If you have any questions or concerns, please contact me.

Managed Workstation service will update MyIT pages that provide estimated costs with FY17 rates soon.

Managed Workstation H: and I:\groups troubles

On 6/15/2016, we experienced a significant incident where the server infrastructure behind H:\ and I:\groups was unable to accept new connections. The cause of that incident is now understood. We applied a workaround of moving the 90% of file directories that were affected by this incident to new server infrastructure, which was already in use for 10% of our file directories. As mentioned at the time, we were hesitant to make that change because we weren’t fully confident that the new server infrastructure was ready for a bigger load, but at the time it appeared to be the quickest and best way to restore service.

Since then, we’ve had a series of incidents that were smaller in scope. This is because one of the 4 new servers continues to have problems, which seems to be tied to something that happens in the very early morning. The other 3 new servers don’t experience these same problems, and the incidents since 6/15 have only affected the same set of customers that leverage the 1/4 of file directories hosted by that one server. Those recurring incidents do not prevent new connections like the 6/15 incident, instead there is a slow degradation of performance to the point where it is very noticeable. The eOutage messages sent about those incidents have been pretty generic, so we thought it important to provide more detail than what has been communicated via eOutage.

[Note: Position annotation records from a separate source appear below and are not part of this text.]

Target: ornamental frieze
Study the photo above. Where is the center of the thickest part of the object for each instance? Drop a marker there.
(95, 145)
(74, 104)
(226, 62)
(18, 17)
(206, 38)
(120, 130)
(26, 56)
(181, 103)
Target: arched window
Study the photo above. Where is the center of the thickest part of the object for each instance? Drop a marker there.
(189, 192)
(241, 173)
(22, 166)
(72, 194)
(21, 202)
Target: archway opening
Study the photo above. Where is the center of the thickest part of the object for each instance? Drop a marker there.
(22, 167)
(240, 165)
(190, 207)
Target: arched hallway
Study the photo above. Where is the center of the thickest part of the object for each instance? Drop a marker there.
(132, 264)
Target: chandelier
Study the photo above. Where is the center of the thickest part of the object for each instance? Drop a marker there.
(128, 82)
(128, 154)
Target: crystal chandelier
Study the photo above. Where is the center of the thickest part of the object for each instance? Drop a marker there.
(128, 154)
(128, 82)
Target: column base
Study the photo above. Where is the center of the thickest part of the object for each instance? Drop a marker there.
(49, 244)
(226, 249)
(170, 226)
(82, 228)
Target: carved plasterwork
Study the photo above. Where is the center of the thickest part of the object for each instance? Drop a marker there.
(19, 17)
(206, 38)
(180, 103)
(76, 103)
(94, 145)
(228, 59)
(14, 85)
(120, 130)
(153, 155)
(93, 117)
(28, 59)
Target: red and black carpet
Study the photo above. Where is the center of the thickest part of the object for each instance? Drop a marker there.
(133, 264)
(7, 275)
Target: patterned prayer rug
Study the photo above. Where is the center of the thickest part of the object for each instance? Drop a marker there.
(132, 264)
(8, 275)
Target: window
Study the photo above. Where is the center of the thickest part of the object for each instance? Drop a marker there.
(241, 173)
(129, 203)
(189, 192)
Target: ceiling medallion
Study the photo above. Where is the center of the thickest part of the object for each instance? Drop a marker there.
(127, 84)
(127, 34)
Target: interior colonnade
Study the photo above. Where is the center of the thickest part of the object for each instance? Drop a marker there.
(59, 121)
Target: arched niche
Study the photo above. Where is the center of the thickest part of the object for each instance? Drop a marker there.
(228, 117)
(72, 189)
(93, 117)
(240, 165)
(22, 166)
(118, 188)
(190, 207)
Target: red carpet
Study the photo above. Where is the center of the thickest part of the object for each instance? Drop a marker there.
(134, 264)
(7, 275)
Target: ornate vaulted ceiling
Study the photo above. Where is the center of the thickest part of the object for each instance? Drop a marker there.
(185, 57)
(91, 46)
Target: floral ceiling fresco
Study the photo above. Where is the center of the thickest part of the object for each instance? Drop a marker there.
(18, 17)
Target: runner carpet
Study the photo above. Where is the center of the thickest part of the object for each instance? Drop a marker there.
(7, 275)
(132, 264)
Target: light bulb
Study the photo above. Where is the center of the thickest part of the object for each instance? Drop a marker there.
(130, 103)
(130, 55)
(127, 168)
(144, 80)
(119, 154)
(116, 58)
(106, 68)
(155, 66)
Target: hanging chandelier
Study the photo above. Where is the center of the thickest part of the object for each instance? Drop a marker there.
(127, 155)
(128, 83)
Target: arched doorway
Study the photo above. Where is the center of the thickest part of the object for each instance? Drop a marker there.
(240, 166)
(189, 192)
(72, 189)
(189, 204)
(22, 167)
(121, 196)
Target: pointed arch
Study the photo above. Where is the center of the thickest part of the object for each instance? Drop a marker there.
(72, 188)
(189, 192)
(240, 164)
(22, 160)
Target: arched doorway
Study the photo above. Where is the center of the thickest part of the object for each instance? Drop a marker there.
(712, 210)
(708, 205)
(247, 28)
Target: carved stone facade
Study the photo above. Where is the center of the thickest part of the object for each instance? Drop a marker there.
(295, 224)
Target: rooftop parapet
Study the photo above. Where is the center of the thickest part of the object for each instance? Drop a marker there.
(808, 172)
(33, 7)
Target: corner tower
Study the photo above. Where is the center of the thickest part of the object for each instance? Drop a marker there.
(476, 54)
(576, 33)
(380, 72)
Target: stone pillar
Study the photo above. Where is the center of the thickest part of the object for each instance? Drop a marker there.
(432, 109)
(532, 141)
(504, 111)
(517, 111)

We recognize that these continuing problems are impactful and undesirable, and continue to work hard to identify what is causing those problems and to seek solutions.

As we explore solutions we are also trying to limit any undesirable impacts from changes, but we recognize that moving too slowly isn’t acceptable. As we try to move quickly, we are making some changes that we’d normally move more slowly on, with more customer notification.

We really appreciate your patience with us, and please know that we continue to work hard to provide a reliable service that meets your needs.